While positive results are, of course, applauded within industry, failure is also built into the pipeline as an important consideration. Within drug discovery, organizations, like my own, employ a ‘first to fail’ approach to help ensure that resources are efficiently managed. Predefined go/no-go points are included in workflows, which allow for calculated risks to be built into programs. This provides researchers with early exit points if a program is showing unanticipated issues or has problems that cannot be addressed. By rapidly reaching these risk points through robust processes, researchers quickly know whether or not a project is worth advancing. Perhaps some practices within academia could take note from this to help transform how they perceive success.

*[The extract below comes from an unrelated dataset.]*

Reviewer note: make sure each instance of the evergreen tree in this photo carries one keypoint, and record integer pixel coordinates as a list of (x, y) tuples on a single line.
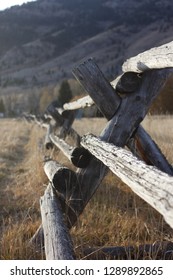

Several proposals have been made to address the reproducibility issue and there is not a single solution for a complex problem, but a more rigorous review process before publication, the adoption of standardized study design, and transparent sharing of protocol and methods can certainly help. One example of a program aimed at verifying the reproducibility of seminal findings published in Nature, Scienceand Cell is ‘Reproducibility Project: Cancer Biology’, which was launched in 2013. This theoretically goes in the right direction, but the reported results have added confusion rather than clearing the water! The initial plan to reproduce 50 high-impact cancers manuscripts was reduced to 37, then to 25, and now to 18; not only because of budget constraints, but also because the detailed protocols and reagents used in the original labs were not always available and it would have taken too long to optimize every single experiment. Of the 14 replication studies completed and reported so far, five have substantially reproduced the original papers; four have reproduced some parts of the original papers but did not reproduce other parts; two of the studies could not be interpreted; and three studies did not reproduce the original findings but in some cases the very original has been confirmed in other labs, instead… (4). It goes without saying that the authors of unconfirmed data challenge the new results and attribute the lack of reproducibility to the different experimental settings used in the original versus the replication studies. So here we are, back to square one.

A lot is left to the initiative of the singular institution, lab and scientist – we need a cultural change to tackle the reproducibility crisis. Senior scientists need to dedicate time to the training and mentoring of their graduate students. We need to ensure that researchers who find that something doesn’t work are acknowledged with funding or credits towards tenure, and that ‘negative’ data are published in highly ranked journal when appropriate. By failing to corroborate findings, we are potentially halting or slowing progress within drug discovery that will improve the lives of cancer patients everywhere.